Pumpkin Soup

This is what one of yesterday's pumpkins got turned into - yummy! I made up the recipe as I went along in the end - plenty of home grown garlic, onions, fresh herbs from the garden (there's a clue in the picture showing the main one used this time round), plus vegetable stock and black pepper to taste. It was simmered for 30 minutes and then whizzed together using my hand blender. Slurp - loverly.
NB you can also see a tantalising, shadowy glimpse of VP in this pic!


  1. Care to share the recipe - I have a pumpkin waiting for the slaughter!

  2. Well, I come from the make it up as you go along school of cookery when it comes to making soup. It's a lot of do xyz until it "looks right" and lots of tasting along the way. This approach works particularly well alongside having an allotment as we eat a lot of "allotment soup" at weekends i.e. whatever's in glut at the time.

    However, I'll try and some some detail to the outline sketched thus far. The pumpkins in the picture weighed about 2.5 pounds each (sorry for you metric minded UK readers out there, you'll have to convert this for yourself). I roasted it whole in a medium hot oven for 30 minutes until it was squishy - this is particularly important with Turks Turban as they are almost impossible to cut when raw. I then cut up the pumpkin, removing the skin and seeds, leaving nice big chunks of pure flesh for the soup.

    Meanwhile, I'd cut up a large onion, plus chopped, peeled garlic to taste - I'm leaving this bit variable as different people like different amounts of garlic, but at least 2 large cloves are needed. This all goes into a large pan on the stove. I then sweated these in a large glug of extra virgin olive oil until the mixture's soft and transparent. In goes a couple of pints of vegetable stock - I cheat here and use a stock cube - this also means you don't need to add any salt to the soup.
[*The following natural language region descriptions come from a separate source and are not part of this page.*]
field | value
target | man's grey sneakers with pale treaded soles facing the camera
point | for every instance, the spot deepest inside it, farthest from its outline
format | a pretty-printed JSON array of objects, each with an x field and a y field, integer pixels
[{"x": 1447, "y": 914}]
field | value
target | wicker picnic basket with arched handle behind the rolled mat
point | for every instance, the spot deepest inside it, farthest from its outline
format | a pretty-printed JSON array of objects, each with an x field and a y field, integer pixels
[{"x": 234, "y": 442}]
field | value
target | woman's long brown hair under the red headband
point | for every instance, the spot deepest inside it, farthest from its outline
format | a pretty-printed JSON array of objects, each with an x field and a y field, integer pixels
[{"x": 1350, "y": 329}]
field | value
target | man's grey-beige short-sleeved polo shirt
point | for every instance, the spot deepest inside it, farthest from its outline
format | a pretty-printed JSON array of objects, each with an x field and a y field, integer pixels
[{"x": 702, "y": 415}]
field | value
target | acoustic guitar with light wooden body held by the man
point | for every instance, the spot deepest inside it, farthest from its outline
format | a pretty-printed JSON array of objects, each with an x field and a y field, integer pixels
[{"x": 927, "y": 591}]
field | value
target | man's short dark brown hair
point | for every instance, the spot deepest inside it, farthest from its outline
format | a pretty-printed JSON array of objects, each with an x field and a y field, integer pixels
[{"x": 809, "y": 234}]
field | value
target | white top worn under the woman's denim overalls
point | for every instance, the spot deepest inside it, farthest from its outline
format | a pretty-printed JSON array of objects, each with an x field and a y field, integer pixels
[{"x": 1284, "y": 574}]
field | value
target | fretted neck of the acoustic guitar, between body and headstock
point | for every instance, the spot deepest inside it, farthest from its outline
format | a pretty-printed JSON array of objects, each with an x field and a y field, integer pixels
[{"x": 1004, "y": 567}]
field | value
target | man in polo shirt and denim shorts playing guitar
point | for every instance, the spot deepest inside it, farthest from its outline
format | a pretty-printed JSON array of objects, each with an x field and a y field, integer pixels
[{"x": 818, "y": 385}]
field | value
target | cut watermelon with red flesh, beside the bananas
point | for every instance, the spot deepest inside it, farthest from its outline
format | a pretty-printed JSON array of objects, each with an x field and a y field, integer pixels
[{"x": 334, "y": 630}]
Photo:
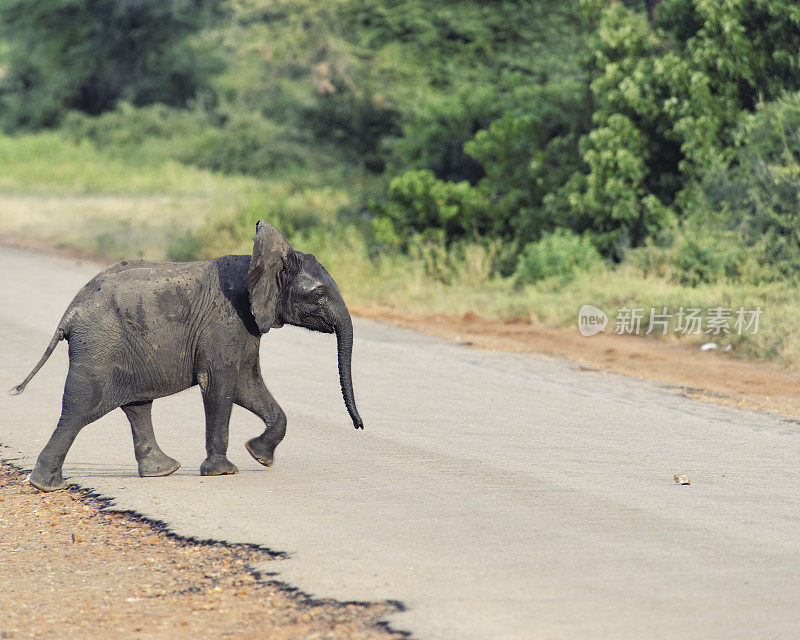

Add the pumpkin, ground black pepper and herbs to taste and bring everything up to a rolling boil. Herbwise, I always use bay leaves (2-4 large ones to suit your taste), in the picture I'd also used about 2 tablespoons of fresh rosemary. On other ocassions I've used any combination of thyme, oregano, sage, rosemary - whatever is growing lushly in the garden at the time.

    Immediately the soup is on the boil, Cover and turn it down to a slow simmer for 30-40 minutes. Then blend to a smooth soup using a hand blender. If you like a spicier soup, leave the bay leaves in, otherwise hunt for them and fish them out! You don't need to thicken the soup in any way - if it's a bit on the thick side add a little more water and herbs. If it's the right consistency, but tastes a bit "thin", add more pepper and herbs. If it's a bit watery, simmer for a bit longer with the pan lid off until the soup's reduced to the right consistency. I sometimes grind up a tablespoon of coriander (cilantro) seed to add at this point to give a nice spicy, orangey variation to the taste.

    Serve with warmed bread and enjoy! A nice bread recipe is coming along in a future post.

    This should give you enough soup for 4-6 people, or for 2 weekend lunches for NAH and me!